La foto está tomada en las
escaleras del adosado que mis padres compraron sobre plano justo antes de
casarse en el año ochenta y ocho, en la calle Diana número quince, en Las
Rozas. Pese a que desconozco la edad exacta que tenía en ella, estoy seguro de
que por aquel entonces en aquella casa sólo vivíamos tres: mi padre, mi madre,
y yo. Algún tiempo después vendría mi hermano, y casi al final de nuestros días
en ella llegó Larry, un pastor belga negro que pasó a llamarse Lagún porque así
lo quiso mi abuelo materno, que fue quien se encargó del perro mientras
nosotros vivimos en un piso de la calle Velázquez en San Lorenzo, pueblo en el
que sigo viviendo a día de hoy.
A pesar de que presumo de tener
buena memoria, la realidad es que no recuerdo cuándo se hizo, aunque estoy
seguro de que fue en algún momento del año noventa y uno. Del mismo modo,
tampoco recuerdo quién tomó la instantánea. Aunque según mi padre fue él, lo
cierto es que la podría haber tomado mi tía, pues ambos fueron reporteros
gráficos de mi infancia y de gran parte de mi vida.

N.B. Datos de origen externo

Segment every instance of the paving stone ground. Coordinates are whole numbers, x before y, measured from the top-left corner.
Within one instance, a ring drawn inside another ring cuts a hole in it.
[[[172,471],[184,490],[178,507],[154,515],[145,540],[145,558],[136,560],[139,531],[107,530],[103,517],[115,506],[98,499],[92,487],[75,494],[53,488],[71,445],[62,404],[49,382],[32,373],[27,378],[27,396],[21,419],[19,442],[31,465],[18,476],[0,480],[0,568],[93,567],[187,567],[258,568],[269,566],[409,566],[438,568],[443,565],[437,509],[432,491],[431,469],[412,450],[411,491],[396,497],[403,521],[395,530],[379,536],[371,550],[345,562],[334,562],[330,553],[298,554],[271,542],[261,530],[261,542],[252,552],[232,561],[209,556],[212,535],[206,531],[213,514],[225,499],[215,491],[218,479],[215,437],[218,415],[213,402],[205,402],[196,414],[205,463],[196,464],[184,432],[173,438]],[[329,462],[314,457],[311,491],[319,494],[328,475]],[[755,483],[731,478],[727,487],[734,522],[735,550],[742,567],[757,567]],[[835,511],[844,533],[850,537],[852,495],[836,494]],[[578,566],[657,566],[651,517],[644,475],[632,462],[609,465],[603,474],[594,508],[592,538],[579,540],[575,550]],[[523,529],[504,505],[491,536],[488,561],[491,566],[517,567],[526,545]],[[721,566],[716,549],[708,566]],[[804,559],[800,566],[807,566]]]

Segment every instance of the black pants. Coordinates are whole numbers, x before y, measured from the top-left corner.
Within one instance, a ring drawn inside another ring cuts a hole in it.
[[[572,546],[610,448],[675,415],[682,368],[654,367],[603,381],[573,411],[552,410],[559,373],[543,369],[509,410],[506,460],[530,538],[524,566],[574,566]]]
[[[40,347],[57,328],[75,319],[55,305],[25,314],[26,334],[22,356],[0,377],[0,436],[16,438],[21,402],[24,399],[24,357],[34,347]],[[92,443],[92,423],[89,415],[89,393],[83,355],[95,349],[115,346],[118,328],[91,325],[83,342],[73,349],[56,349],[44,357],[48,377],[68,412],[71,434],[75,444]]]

La foto para mí es especial por
varios motivos, pero esencialmente porque representa de alguna manera la época
más feliz de la vida de mis padres. Cuando fue tomada, mi padre aún era maestro
de la EGB en Galapagar, y mi madre trabajaba como administrativa en el extinto
restaurante Jockey, de la calle Amador de los Ríos de Madrid. Mi hermano aún no
era siquiera un proyecto por aquel entonces, y yo, por lo que me cuentan, tenía
una especial afición a agujerear las paredes de mi casa a golpe de martillo,
afición que por cierto ya no tengo y que me fue inculcada por mi abuelo
materno, que era cerrajero.
Existen además otros detalles en
la misma, que de alguna forma son irrepetibles. Para empezar porque en ella aún
soy rubio y tengo el pelo largo y a tazón. Y para seguir porque llevo puesto un
chándal, cosa que a día de hoy resulta francamente impensable. Sin embargo, hay
cosas que veintitrés años después aún no han cambiado, como por ejemplo mi
sonrisa de medio lado, que sigo poniendo cada vez que el objetivo de una cámara
de fotos se cierne sobre mí. O la posición de mis manos con los dedos cruzados,
que sigo manteniendo de cuando en cuando. No ha cambiado tampoco la mirada, los
ojos con los que veía y veo todo, pero sí lo ha hecho el mundo que me rodea. Y
ya no mantengo la inocencia, si es que alguna vez la tuve, como un día me dijo
un profesor en el colegio: “usted no ha sido inocente ni siquiera el día que
nació”.
Es evidente que han pasado los
años, pero de alguna manera sigo siendo aquel niño travieso y cabroncete que le
daba las llaves de mi casa en un llavero verde de Caja Madrid, a través de la
valla del jardín a Poti, el perro de mi vecina de Pontevedra, para ver si se
las comía. Sigo siendo el mismo al que su madre un día le pilló sentado en el
poyete de la ventana observando hacia la nada con unos prismáticos cuyas lentes
no alcanzaban más allá de su propia imaginación. Aquel que fregaba la cocina
intentando echar una mano, y la dejaba encharcada. Ése que se quedó sin
triciclo porque sólo a su madre se le ocurrió montarse para hacer la gracia en
el salón.
Ahora tengo el pelo un poco más
moreno (tampoco mucho) y algo más de barba (a veces), no utilizo chándal ni
para ir al gimnasio (las pocas veces que voy), y de aquello dudosa inocencia no
queda ni rastro (creo). Conduzco un coche diésel que me regaló mi padre, en
lugar de un tractor eléctrico que me regalaron los Reyes Magos, y he cambiado lo
de ver el Cartoon Network en inglés por otro tipo de aficiones algo menos
confesables. Ya no amenazo con matar moscas con un bote de esmalte de uñas de
mi madre mientras mi padre me graba comiendo jamón en el jardín, y tampoco
canto la canción de “a mi burro”.
Sin embargo, y aunque un poco más
mayor, de alguna manera sigo siendo -y espero siempre ser- el niño de la foto.